King Louis Bridge

The King Louis Bridge (German: König-Ludwig-Brücke) spans the River Iller in the town of Kempten in the Allgäu in southern Germany. It was built by the Royal Bavarian State Railways in the middle of the 19th century. After being reconstructed and changed in use several times, the bridge is currently closed due to an assumed instability.

LocationEdit

The bridge crosses the stream cutoff of the River Iller in the South of Kempten. At the time the bridge was erected, the area surrounding the bridge was thinly populated. Geologically the construction is situated on sedimentation of the terminal moraine and recessional moraines of the Würm glaciation.

HistoryEdit

The wooden bridge, which is divided in three sections, was built according to the Howe truss system, developed by American engineer William Howe, between 1847 and 1851. It has two parallel superstructures, with an overhead rail track for the Ludwig South-North Railway.

As the weight of trains and locomotives increased, only a single-tracked use was allowed. In the year 1880, an iron tension flange was incorporated in the middle section of the bridge to support it.

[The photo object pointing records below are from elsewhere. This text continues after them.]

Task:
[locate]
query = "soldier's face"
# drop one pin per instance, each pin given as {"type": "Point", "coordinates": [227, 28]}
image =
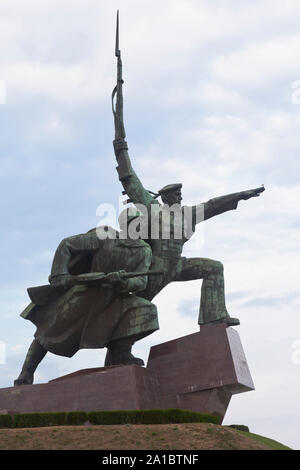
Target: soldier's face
{"type": "Point", "coordinates": [172, 197]}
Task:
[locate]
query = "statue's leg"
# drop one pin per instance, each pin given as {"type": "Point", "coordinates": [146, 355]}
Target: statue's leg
{"type": "Point", "coordinates": [119, 352]}
{"type": "Point", "coordinates": [35, 354]}
{"type": "Point", "coordinates": [212, 304]}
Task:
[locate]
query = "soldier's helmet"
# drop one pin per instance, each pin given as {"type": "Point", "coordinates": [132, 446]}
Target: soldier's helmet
{"type": "Point", "coordinates": [127, 215]}
{"type": "Point", "coordinates": [169, 187]}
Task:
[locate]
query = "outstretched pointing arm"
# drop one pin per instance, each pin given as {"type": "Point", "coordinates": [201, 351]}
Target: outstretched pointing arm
{"type": "Point", "coordinates": [221, 204]}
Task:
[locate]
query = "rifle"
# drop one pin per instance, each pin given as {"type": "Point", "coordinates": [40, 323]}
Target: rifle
{"type": "Point", "coordinates": [42, 295]}
{"type": "Point", "coordinates": [120, 145]}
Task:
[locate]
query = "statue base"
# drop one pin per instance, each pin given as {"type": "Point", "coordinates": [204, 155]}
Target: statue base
{"type": "Point", "coordinates": [199, 372]}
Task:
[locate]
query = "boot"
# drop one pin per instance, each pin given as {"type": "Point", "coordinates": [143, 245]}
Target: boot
{"type": "Point", "coordinates": [119, 352]}
{"type": "Point", "coordinates": [35, 354]}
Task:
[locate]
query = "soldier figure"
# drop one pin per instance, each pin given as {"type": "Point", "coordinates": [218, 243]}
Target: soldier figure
{"type": "Point", "coordinates": [167, 252]}
{"type": "Point", "coordinates": [92, 315]}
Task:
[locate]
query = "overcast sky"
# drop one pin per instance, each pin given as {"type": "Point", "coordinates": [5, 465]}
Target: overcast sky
{"type": "Point", "coordinates": [211, 100]}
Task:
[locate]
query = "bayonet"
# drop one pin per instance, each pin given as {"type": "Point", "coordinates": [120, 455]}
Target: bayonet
{"type": "Point", "coordinates": [120, 145]}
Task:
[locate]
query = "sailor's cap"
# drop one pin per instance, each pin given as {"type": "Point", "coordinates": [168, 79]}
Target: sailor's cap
{"type": "Point", "coordinates": [169, 187]}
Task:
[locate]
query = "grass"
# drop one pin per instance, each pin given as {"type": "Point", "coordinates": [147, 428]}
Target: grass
{"type": "Point", "coordinates": [265, 440]}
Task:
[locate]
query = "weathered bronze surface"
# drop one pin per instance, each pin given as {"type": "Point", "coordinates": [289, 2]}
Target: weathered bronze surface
{"type": "Point", "coordinates": [94, 313]}
{"type": "Point", "coordinates": [101, 289]}
{"type": "Point", "coordinates": [167, 251]}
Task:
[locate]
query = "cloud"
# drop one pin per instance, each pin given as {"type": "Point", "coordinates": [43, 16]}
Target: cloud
{"type": "Point", "coordinates": [208, 102]}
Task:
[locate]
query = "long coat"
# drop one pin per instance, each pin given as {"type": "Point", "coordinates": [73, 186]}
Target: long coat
{"type": "Point", "coordinates": [91, 317]}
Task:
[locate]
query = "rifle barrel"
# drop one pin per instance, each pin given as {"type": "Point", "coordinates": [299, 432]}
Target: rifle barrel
{"type": "Point", "coordinates": [117, 51]}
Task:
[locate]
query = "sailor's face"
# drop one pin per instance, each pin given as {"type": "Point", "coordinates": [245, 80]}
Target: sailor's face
{"type": "Point", "coordinates": [173, 197]}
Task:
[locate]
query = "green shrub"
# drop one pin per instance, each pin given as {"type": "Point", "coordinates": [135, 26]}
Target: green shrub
{"type": "Point", "coordinates": [32, 420]}
{"type": "Point", "coordinates": [76, 417]}
{"type": "Point", "coordinates": [150, 417]}
{"type": "Point", "coordinates": [6, 421]}
{"type": "Point", "coordinates": [156, 416]}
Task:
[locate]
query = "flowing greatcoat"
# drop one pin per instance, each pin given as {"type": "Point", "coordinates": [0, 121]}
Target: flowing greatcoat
{"type": "Point", "coordinates": [91, 317]}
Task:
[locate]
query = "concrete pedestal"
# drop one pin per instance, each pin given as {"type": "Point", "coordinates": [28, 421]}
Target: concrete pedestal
{"type": "Point", "coordinates": [198, 372]}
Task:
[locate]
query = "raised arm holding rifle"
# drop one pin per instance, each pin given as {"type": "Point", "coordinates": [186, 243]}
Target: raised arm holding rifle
{"type": "Point", "coordinates": [167, 252]}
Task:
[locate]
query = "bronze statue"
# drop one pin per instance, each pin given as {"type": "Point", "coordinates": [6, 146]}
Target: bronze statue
{"type": "Point", "coordinates": [167, 251]}
{"type": "Point", "coordinates": [101, 286]}
{"type": "Point", "coordinates": [91, 302]}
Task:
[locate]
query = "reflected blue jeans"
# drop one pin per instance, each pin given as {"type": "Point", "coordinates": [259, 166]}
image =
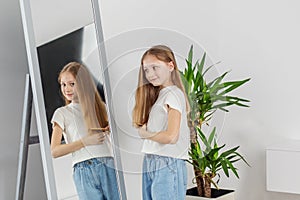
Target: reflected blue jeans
{"type": "Point", "coordinates": [164, 178]}
{"type": "Point", "coordinates": [95, 179]}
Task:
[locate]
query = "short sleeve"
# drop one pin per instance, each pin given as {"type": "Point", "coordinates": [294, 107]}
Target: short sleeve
{"type": "Point", "coordinates": [174, 100]}
{"type": "Point", "coordinates": [58, 118]}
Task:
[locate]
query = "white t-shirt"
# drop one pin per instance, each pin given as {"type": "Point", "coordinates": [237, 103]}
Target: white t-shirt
{"type": "Point", "coordinates": [70, 119]}
{"type": "Point", "coordinates": [158, 121]}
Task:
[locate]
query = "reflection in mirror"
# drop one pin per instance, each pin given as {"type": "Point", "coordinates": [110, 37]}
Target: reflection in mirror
{"type": "Point", "coordinates": [55, 38]}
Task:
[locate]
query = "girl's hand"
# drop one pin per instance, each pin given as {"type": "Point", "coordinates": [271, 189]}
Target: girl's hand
{"type": "Point", "coordinates": [93, 139]}
{"type": "Point", "coordinates": [143, 132]}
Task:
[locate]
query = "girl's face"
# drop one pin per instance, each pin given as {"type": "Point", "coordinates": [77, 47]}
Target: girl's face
{"type": "Point", "coordinates": [68, 87]}
{"type": "Point", "coordinates": [157, 72]}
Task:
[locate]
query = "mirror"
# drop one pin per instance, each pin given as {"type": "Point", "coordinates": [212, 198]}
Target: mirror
{"type": "Point", "coordinates": [56, 33]}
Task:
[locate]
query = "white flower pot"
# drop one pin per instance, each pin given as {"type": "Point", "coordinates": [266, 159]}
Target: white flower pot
{"type": "Point", "coordinates": [225, 195]}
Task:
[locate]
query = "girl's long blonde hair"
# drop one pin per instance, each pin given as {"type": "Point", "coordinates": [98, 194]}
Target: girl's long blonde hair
{"type": "Point", "coordinates": [146, 94]}
{"type": "Point", "coordinates": [92, 106]}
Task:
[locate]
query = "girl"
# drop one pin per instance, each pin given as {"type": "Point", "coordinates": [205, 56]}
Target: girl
{"type": "Point", "coordinates": [160, 115]}
{"type": "Point", "coordinates": [84, 125]}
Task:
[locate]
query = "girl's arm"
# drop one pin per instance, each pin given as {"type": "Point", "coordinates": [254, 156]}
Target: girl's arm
{"type": "Point", "coordinates": [170, 136]}
{"type": "Point", "coordinates": [58, 149]}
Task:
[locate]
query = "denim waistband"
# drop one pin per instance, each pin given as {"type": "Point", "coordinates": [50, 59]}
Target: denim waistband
{"type": "Point", "coordinates": [94, 161]}
{"type": "Point", "coordinates": [156, 157]}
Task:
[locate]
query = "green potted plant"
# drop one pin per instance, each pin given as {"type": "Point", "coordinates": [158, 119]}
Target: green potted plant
{"type": "Point", "coordinates": [205, 98]}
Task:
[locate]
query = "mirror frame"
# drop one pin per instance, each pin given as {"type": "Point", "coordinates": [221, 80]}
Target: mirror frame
{"type": "Point", "coordinates": [39, 103]}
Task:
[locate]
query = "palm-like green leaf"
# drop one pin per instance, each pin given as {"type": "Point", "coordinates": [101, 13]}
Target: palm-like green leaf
{"type": "Point", "coordinates": [205, 98]}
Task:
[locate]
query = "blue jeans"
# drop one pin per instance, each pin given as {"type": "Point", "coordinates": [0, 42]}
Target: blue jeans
{"type": "Point", "coordinates": [95, 179]}
{"type": "Point", "coordinates": [164, 178]}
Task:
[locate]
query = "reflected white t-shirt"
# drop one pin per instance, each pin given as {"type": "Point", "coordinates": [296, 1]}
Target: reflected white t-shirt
{"type": "Point", "coordinates": [70, 119]}
{"type": "Point", "coordinates": [158, 121]}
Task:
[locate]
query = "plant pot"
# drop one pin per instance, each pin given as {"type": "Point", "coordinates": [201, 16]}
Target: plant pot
{"type": "Point", "coordinates": [221, 194]}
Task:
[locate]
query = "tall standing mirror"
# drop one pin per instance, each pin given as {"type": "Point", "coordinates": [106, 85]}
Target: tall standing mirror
{"type": "Point", "coordinates": [56, 33]}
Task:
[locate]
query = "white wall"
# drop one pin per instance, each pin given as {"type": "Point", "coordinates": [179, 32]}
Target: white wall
{"type": "Point", "coordinates": [256, 39]}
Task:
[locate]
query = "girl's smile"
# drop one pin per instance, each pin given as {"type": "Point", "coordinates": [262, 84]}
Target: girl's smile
{"type": "Point", "coordinates": [68, 87]}
{"type": "Point", "coordinates": [157, 72]}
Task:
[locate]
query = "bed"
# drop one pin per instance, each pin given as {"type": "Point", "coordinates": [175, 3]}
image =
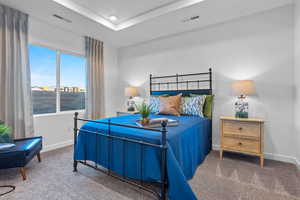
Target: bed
{"type": "Point", "coordinates": [167, 156]}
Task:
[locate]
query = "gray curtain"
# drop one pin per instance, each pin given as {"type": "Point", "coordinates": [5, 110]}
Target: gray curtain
{"type": "Point", "coordinates": [15, 91]}
{"type": "Point", "coordinates": [95, 78]}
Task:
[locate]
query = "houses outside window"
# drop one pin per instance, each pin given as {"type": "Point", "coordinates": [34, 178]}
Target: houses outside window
{"type": "Point", "coordinates": [58, 80]}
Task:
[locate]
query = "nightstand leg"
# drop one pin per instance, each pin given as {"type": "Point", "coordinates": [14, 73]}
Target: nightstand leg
{"type": "Point", "coordinates": [262, 161]}
{"type": "Point", "coordinates": [221, 154]}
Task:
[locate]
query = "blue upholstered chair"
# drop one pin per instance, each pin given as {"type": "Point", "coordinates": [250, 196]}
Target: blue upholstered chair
{"type": "Point", "coordinates": [21, 154]}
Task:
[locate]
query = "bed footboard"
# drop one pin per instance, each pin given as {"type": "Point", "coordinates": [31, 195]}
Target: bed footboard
{"type": "Point", "coordinates": [162, 148]}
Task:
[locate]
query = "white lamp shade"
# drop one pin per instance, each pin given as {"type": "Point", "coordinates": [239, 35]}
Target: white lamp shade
{"type": "Point", "coordinates": [131, 92]}
{"type": "Point", "coordinates": [243, 87]}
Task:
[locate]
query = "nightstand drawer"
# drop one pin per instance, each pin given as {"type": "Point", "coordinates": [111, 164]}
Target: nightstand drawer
{"type": "Point", "coordinates": [242, 145]}
{"type": "Point", "coordinates": [243, 129]}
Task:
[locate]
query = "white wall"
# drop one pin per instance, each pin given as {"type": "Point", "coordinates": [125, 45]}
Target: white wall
{"type": "Point", "coordinates": [258, 47]}
{"type": "Point", "coordinates": [297, 80]}
{"type": "Point", "coordinates": [57, 128]}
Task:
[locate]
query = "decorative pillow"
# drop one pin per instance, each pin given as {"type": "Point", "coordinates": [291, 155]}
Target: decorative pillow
{"type": "Point", "coordinates": [208, 105]}
{"type": "Point", "coordinates": [154, 104]}
{"type": "Point", "coordinates": [170, 105]}
{"type": "Point", "coordinates": [193, 105]}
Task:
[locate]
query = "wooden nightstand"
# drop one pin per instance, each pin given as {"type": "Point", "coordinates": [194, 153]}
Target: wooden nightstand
{"type": "Point", "coordinates": [243, 135]}
{"type": "Point", "coordinates": [125, 112]}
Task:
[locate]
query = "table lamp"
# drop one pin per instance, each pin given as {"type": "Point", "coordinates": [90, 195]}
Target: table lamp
{"type": "Point", "coordinates": [131, 92]}
{"type": "Point", "coordinates": [243, 89]}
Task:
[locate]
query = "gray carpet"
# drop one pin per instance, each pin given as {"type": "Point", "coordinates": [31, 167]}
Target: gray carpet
{"type": "Point", "coordinates": [236, 177]}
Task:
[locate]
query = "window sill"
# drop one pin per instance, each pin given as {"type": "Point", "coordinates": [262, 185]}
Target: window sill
{"type": "Point", "coordinates": [71, 112]}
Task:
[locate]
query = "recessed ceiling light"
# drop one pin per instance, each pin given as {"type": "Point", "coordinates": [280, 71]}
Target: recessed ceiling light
{"type": "Point", "coordinates": [191, 18]}
{"type": "Point", "coordinates": [62, 18]}
{"type": "Point", "coordinates": [113, 18]}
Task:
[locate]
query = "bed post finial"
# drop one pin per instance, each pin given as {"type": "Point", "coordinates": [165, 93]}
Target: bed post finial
{"type": "Point", "coordinates": [210, 80]}
{"type": "Point", "coordinates": [75, 140]}
{"type": "Point", "coordinates": [150, 84]}
{"type": "Point", "coordinates": [164, 160]}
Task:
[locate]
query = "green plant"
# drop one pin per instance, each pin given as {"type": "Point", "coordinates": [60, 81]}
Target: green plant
{"type": "Point", "coordinates": [144, 110]}
{"type": "Point", "coordinates": [5, 133]}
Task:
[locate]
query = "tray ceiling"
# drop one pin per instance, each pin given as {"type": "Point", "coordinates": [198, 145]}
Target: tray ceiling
{"type": "Point", "coordinates": [129, 12]}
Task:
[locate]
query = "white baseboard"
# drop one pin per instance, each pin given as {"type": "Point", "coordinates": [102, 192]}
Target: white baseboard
{"type": "Point", "coordinates": [57, 146]}
{"type": "Point", "coordinates": [271, 156]}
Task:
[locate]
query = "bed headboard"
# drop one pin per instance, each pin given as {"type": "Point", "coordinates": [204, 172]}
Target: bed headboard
{"type": "Point", "coordinates": [198, 83]}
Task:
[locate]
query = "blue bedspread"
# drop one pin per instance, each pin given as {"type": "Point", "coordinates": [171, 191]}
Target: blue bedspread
{"type": "Point", "coordinates": [188, 144]}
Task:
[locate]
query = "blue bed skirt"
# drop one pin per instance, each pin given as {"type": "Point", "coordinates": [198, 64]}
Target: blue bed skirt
{"type": "Point", "coordinates": [188, 144]}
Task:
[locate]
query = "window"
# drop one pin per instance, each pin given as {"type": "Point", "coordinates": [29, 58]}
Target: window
{"type": "Point", "coordinates": [57, 80]}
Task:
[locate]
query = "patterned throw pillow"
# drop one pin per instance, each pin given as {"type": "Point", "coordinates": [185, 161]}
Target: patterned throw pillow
{"type": "Point", "coordinates": [154, 104]}
{"type": "Point", "coordinates": [193, 105]}
{"type": "Point", "coordinates": [170, 105]}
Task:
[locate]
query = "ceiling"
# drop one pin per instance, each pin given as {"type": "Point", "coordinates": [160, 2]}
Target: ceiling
{"type": "Point", "coordinates": [124, 10]}
{"type": "Point", "coordinates": [139, 20]}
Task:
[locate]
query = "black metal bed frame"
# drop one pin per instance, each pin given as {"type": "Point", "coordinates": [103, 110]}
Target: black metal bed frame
{"type": "Point", "coordinates": [162, 194]}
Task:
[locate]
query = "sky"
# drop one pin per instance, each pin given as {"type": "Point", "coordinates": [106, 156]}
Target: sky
{"type": "Point", "coordinates": [43, 68]}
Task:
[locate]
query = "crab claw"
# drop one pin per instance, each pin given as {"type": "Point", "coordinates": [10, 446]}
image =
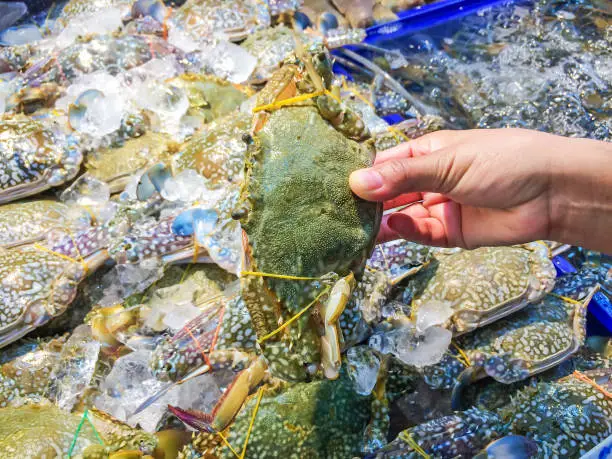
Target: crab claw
{"type": "Point", "coordinates": [465, 379]}
{"type": "Point", "coordinates": [152, 181]}
{"type": "Point", "coordinates": [198, 222]}
{"type": "Point", "coordinates": [510, 447]}
{"type": "Point", "coordinates": [330, 342]}
{"type": "Point", "coordinates": [230, 403]}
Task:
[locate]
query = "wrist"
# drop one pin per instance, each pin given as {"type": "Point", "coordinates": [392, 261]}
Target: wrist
{"type": "Point", "coordinates": [581, 194]}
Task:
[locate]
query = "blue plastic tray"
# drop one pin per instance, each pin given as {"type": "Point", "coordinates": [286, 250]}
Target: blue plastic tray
{"type": "Point", "coordinates": [432, 24]}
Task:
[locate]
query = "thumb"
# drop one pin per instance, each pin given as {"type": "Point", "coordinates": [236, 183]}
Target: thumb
{"type": "Point", "coordinates": [437, 172]}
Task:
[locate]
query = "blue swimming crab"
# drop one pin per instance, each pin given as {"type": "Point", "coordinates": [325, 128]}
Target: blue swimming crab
{"type": "Point", "coordinates": [317, 419]}
{"type": "Point", "coordinates": [111, 53]}
{"type": "Point", "coordinates": [531, 341]}
{"type": "Point", "coordinates": [30, 371]}
{"type": "Point", "coordinates": [36, 155]}
{"type": "Point", "coordinates": [329, 233]}
{"type": "Point", "coordinates": [37, 428]}
{"type": "Point", "coordinates": [217, 151]}
{"type": "Point", "coordinates": [30, 221]}
{"type": "Point", "coordinates": [483, 285]}
{"type": "Point", "coordinates": [565, 418]}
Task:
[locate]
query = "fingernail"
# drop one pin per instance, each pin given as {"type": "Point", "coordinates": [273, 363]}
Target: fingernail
{"type": "Point", "coordinates": [368, 178]}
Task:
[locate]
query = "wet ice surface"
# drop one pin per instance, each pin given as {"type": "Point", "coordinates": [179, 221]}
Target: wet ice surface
{"type": "Point", "coordinates": [131, 383]}
{"type": "Point", "coordinates": [73, 375]}
{"type": "Point", "coordinates": [548, 69]}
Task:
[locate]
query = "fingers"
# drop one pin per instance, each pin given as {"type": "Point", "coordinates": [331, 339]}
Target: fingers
{"type": "Point", "coordinates": [430, 173]}
{"type": "Point", "coordinates": [439, 225]}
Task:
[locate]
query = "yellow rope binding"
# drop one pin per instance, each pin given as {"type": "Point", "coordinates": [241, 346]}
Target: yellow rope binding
{"type": "Point", "coordinates": [462, 354]}
{"type": "Point", "coordinates": [397, 133]}
{"type": "Point", "coordinates": [246, 440]}
{"type": "Point", "coordinates": [564, 298]}
{"type": "Point", "coordinates": [277, 276]}
{"type": "Point", "coordinates": [413, 444]}
{"type": "Point", "coordinates": [586, 379]}
{"type": "Point", "coordinates": [290, 101]}
{"type": "Point", "coordinates": [295, 317]}
{"type": "Point", "coordinates": [227, 444]}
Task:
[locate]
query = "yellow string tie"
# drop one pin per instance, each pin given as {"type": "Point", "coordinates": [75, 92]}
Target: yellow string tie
{"type": "Point", "coordinates": [290, 101]}
{"type": "Point", "coordinates": [295, 317]}
{"type": "Point", "coordinates": [399, 133]}
{"type": "Point", "coordinates": [564, 298]}
{"type": "Point", "coordinates": [277, 276]}
{"type": "Point", "coordinates": [413, 444]}
{"type": "Point", "coordinates": [184, 276]}
{"type": "Point", "coordinates": [227, 444]}
{"type": "Point", "coordinates": [246, 440]}
{"type": "Point", "coordinates": [462, 354]}
{"type": "Point", "coordinates": [586, 379]}
{"type": "Point", "coordinates": [57, 254]}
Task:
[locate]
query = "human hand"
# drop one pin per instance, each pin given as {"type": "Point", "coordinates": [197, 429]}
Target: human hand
{"type": "Point", "coordinates": [469, 188]}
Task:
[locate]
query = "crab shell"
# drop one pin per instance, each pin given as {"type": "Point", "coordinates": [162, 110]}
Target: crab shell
{"type": "Point", "coordinates": [29, 374]}
{"type": "Point", "coordinates": [318, 419]}
{"type": "Point", "coordinates": [39, 284]}
{"type": "Point", "coordinates": [458, 435]}
{"type": "Point", "coordinates": [485, 284]}
{"type": "Point", "coordinates": [531, 341]}
{"type": "Point", "coordinates": [115, 166]}
{"type": "Point", "coordinates": [42, 430]}
{"type": "Point", "coordinates": [25, 222]}
{"type": "Point", "coordinates": [566, 418]}
{"type": "Point", "coordinates": [301, 218]}
{"type": "Point", "coordinates": [217, 151]}
{"type": "Point", "coordinates": [34, 156]}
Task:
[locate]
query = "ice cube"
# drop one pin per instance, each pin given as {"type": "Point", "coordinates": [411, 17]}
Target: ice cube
{"type": "Point", "coordinates": [228, 60]}
{"type": "Point", "coordinates": [127, 279]}
{"type": "Point", "coordinates": [363, 367]}
{"type": "Point", "coordinates": [87, 191]}
{"type": "Point", "coordinates": [433, 313]}
{"type": "Point", "coordinates": [76, 368]}
{"type": "Point", "coordinates": [186, 186]}
{"type": "Point", "coordinates": [179, 38]}
{"type": "Point", "coordinates": [423, 349]}
{"type": "Point", "coordinates": [11, 12]}
{"type": "Point", "coordinates": [27, 33]}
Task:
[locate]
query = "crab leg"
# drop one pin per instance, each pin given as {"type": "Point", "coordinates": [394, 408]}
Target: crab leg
{"type": "Point", "coordinates": [333, 308]}
{"type": "Point", "coordinates": [230, 403]}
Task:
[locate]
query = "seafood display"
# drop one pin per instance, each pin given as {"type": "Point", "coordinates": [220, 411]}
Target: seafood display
{"type": "Point", "coordinates": [185, 272]}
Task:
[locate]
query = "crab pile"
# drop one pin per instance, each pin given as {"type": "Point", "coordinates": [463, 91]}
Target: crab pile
{"type": "Point", "coordinates": [185, 272]}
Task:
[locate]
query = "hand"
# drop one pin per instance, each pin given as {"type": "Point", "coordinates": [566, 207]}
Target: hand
{"type": "Point", "coordinates": [470, 188]}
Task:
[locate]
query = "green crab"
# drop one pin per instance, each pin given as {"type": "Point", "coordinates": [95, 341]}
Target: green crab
{"type": "Point", "coordinates": [483, 285]}
{"type": "Point", "coordinates": [111, 53]}
{"type": "Point", "coordinates": [307, 420]}
{"type": "Point", "coordinates": [30, 221]}
{"type": "Point", "coordinates": [217, 151]}
{"type": "Point", "coordinates": [40, 429]}
{"type": "Point", "coordinates": [300, 218]}
{"type": "Point", "coordinates": [565, 418]}
{"type": "Point", "coordinates": [36, 156]}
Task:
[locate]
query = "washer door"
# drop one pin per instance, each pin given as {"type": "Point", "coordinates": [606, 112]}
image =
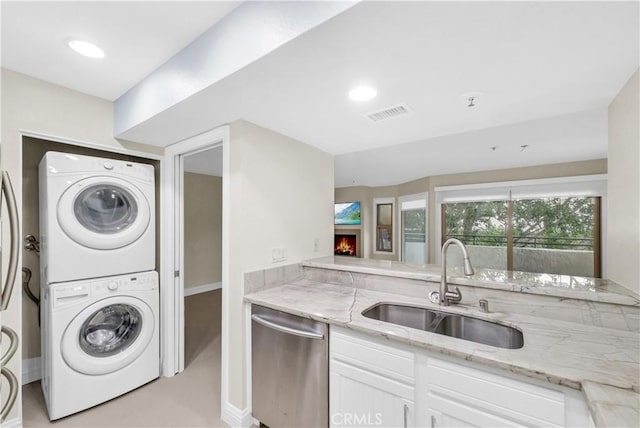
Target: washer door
{"type": "Point", "coordinates": [108, 335]}
{"type": "Point", "coordinates": [103, 213]}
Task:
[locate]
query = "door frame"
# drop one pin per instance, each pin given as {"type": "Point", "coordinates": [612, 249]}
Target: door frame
{"type": "Point", "coordinates": [172, 225]}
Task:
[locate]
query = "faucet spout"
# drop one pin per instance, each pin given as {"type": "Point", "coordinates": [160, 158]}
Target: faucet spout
{"type": "Point", "coordinates": [445, 295]}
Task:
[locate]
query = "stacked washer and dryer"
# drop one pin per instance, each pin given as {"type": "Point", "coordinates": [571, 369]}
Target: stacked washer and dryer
{"type": "Point", "coordinates": [100, 298]}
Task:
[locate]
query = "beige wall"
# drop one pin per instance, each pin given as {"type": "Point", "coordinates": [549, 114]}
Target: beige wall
{"type": "Point", "coordinates": [428, 184]}
{"type": "Point", "coordinates": [30, 104]}
{"type": "Point", "coordinates": [281, 195]}
{"type": "Point", "coordinates": [623, 246]}
{"type": "Point", "coordinates": [202, 229]}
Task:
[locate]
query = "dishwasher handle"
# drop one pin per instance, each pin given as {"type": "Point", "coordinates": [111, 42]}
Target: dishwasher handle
{"type": "Point", "coordinates": [284, 329]}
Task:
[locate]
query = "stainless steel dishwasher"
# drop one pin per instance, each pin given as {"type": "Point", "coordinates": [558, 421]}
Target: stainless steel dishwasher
{"type": "Point", "coordinates": [290, 369]}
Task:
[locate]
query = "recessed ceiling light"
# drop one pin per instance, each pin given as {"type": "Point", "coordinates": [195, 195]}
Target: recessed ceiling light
{"type": "Point", "coordinates": [470, 98]}
{"type": "Point", "coordinates": [362, 93]}
{"type": "Point", "coordinates": [86, 48]}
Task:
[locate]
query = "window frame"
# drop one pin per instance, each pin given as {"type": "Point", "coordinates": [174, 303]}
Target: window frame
{"type": "Point", "coordinates": [408, 198]}
{"type": "Point", "coordinates": [394, 223]}
{"type": "Point", "coordinates": [558, 187]}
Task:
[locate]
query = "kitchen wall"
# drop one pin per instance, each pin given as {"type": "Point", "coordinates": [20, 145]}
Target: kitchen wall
{"type": "Point", "coordinates": [281, 196]}
{"type": "Point", "coordinates": [623, 241]}
{"type": "Point", "coordinates": [202, 230]}
{"type": "Point", "coordinates": [428, 184]}
{"type": "Point", "coordinates": [30, 104]}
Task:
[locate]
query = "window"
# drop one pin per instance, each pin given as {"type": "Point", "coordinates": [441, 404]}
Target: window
{"type": "Point", "coordinates": [383, 221]}
{"type": "Point", "coordinates": [541, 227]}
{"type": "Point", "coordinates": [413, 227]}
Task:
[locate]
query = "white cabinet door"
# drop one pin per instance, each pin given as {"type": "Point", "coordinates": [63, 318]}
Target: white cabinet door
{"type": "Point", "coordinates": [356, 401]}
{"type": "Point", "coordinates": [457, 395]}
{"type": "Point", "coordinates": [370, 383]}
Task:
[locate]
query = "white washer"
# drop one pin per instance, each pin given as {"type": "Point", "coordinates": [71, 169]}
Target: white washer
{"type": "Point", "coordinates": [99, 339]}
{"type": "Point", "coordinates": [97, 217]}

The construction was closed to trains in 1905, due to neighbouring concrete bridges (Obere Illerbrücken), which were almost finished. In 1911 the town of Kempten purchased the truss bridge and had it altered for road traffic. The Wehrmacht detonated the eastern part of the wooden superstructures in April 1945. The emerging gap was filled within the same year, using a wooden interim bridge, which was replaced by a composite construction in 1957.

After the construction of the new Kempten Station in 1969, one of the concrete bridges was closed to trains and altered for road traffic. Thus the town could reconvert their oldest bridge construction for pedestrians and cyclists in 1970. The bridge got its current name 'King Louis Bridge' in 1988, it is officially called 'Iller bridge I' by the conservation authorities. Before this, the bridge sections from 1957 were removed because of corrosion damage. Moreover, the middle and western sections of the northern wooden superstructure from 1986 were removed with a mobile crane and the western section shortened, rotated 180 degrees and placed in the eastern gap.

It is the only remaining bridge built according to the Howe truss structure and was the longest one of them in Germany,[1] presumably worldwide. In 2005 the larch and oak wood of the bridge was protected from solar radiations with a net made of synthetic fibers, to counter wood deterioration.[2][3][4] Originally the bridge was boarded to protect the wood against the elements. This prevision could however not prevent damage due to damp.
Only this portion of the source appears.